Mollie Kinard of Holly Springs, a former critical care nurse turned outreach rep for MRC, wasn’t surprised that ICU staff doubted Robyn’s potential.
“When you’re an ICU nurse, you work very closely with doctors and are one-on-one with patients 24 hours a day. And when you see a patient make little to no progress and the doctors say the prognosis is grim, you expect a poor recovery. I’ve been guilty of it myself,” Kinard said.
“But working at Methodist Rehab totally changed my perspective. I didn’t know what specialized rehab did for people.”
Neither did Kim. But after some research, she was convinced MRC could help her daughter. And she was determined to get Robyn transferred to the hospital’s nationally recognized brain injury program.
“I had to fight tooth and nail,” she said, because doctors had deemed Robyn “unresponsive.”
“I got a Spider-man squeeze ball in the gift shop and for hours I would say: Robyn, squeeze the ball. When she did, I would videotape it. Then I said: ‘Let me show you what she can do.’”
The video convinced one doctor to give Robyn a chance at rehab, and Kinard remembers getting the referral call. “They told me we were her last hope,” Kinard said. “Nobody could take her because she was so low level.
“When I first saw her, she couldn’t do anything but roll side to side on the bed. I wouldn’t have thought she would ever talk or walk. Then three or four weeks later, I went into her room at Methodist, and she said: ‘Hey and thank you.’ It blew me away.”
Robyn’s young age was “a big driving factor” in her astonishing recovery, Parrilla said. But she also benefited from strong family and community support and a number of specialized therapies available at MRC.
Staff used the Dynavision 2000 Light Training Board, an electronic device that employs game-like exercises, to address Robyn’s vision and attention problems. And sessions on the hospital’s weight-supported treadmill system helped improve her walking ability, as evidenced by her frequent jaunts around the hospital with her mom in tow.
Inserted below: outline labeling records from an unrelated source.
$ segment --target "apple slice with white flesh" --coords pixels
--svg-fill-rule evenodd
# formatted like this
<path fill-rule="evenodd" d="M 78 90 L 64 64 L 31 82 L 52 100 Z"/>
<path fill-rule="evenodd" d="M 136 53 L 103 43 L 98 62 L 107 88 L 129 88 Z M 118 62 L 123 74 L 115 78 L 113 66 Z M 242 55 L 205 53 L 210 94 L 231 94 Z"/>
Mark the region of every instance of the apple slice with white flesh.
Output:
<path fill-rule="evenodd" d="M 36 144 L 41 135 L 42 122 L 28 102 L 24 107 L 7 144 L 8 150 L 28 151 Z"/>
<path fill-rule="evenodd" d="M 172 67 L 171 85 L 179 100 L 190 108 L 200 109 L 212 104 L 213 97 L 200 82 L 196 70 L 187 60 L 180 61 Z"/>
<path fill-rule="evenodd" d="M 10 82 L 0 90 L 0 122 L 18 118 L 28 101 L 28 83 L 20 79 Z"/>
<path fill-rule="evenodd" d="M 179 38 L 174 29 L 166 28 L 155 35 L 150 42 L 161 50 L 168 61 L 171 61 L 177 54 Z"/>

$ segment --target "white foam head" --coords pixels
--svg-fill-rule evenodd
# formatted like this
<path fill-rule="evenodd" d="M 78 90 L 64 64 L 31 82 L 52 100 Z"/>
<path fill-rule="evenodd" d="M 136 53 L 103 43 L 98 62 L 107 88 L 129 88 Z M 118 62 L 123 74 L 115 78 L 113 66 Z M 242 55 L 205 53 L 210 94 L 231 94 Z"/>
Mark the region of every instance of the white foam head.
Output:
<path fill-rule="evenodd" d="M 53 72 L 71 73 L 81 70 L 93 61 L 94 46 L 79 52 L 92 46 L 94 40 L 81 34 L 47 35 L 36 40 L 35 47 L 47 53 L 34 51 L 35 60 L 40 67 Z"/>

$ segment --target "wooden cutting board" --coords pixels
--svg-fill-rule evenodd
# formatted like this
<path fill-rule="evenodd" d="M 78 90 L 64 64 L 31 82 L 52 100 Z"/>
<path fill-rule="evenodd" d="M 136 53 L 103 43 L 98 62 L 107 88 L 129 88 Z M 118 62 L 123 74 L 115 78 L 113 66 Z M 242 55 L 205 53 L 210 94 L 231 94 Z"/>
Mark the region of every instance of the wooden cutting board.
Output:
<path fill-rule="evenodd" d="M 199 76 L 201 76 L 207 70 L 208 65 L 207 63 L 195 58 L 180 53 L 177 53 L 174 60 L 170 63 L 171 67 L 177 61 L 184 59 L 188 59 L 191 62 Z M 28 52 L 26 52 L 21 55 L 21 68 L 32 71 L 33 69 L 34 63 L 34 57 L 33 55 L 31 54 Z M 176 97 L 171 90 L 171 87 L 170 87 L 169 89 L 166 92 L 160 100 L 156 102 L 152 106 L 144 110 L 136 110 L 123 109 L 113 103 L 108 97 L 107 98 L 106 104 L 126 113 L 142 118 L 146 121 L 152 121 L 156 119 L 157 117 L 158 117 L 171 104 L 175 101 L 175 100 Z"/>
“They used to keep track of the number of laps they did in the hallway and it was in the thousands,” Crenshaw said. “I told her mom if she only weighed 20 pounds when she came back, we would know why.”
Once she got home, Robyn also managed a trot around the bases following one of her sister’s softball games. “People said the whole stadium stood up and started clapping and there wasn’t a dry eye in the house,” Kinard said.
MRC therapists also were touched by the rejuvenated Robyn, and Pierce admits: “After she left, we talked about her at lunch all the time. We all fell in love with her, and she really impacted us. She gave me hope as a therapist to see how severe she was and how well she is doing now.”
The Thomases are similarly emotional about Methodist Rehab staff. “I love them,” said a teary-eyed Kim. “The Med may have saved Robyn’s life, but Methodist Rehab gave her quality of life.”
“If anybody asks me, I’m like: Go there,” adds Robyn.
Robyn is continuing therapy at a clinic close to home and has a long list of goals. “I want to get my license back and prove to my mom I can do anything by myself,” she said.
On the weekend before July 4, Robyn achieved a milestone her mother had been longing for since the day her daughter lapsed into a coma. During a community celebration, Robyn got the giggles.
“She had not laughed or cried since the accident,” Kim said.
Like many brain injury survivors, Robyn had trouble expressing emotion. But it hasn’t kept her from taking a passionate stand against texting while driving. “I say: Put your cell phone on silent and throw it in the back,” she said.
While Robyn’s parents are proud of her efforts, it hurt to face the likely cause of her accident. “It took a long time for my husband and I to come to grips with the knowledge our daughter had made a mistake,” Kim said.
But by the one-year anniversary of her accident, the family was ready to let Robyn’s tragedy become a cautionary tale. “We were contacted by a TV producer to do a story on her,” Kim said. “We agreed if it could help someone else, it’s worth it.”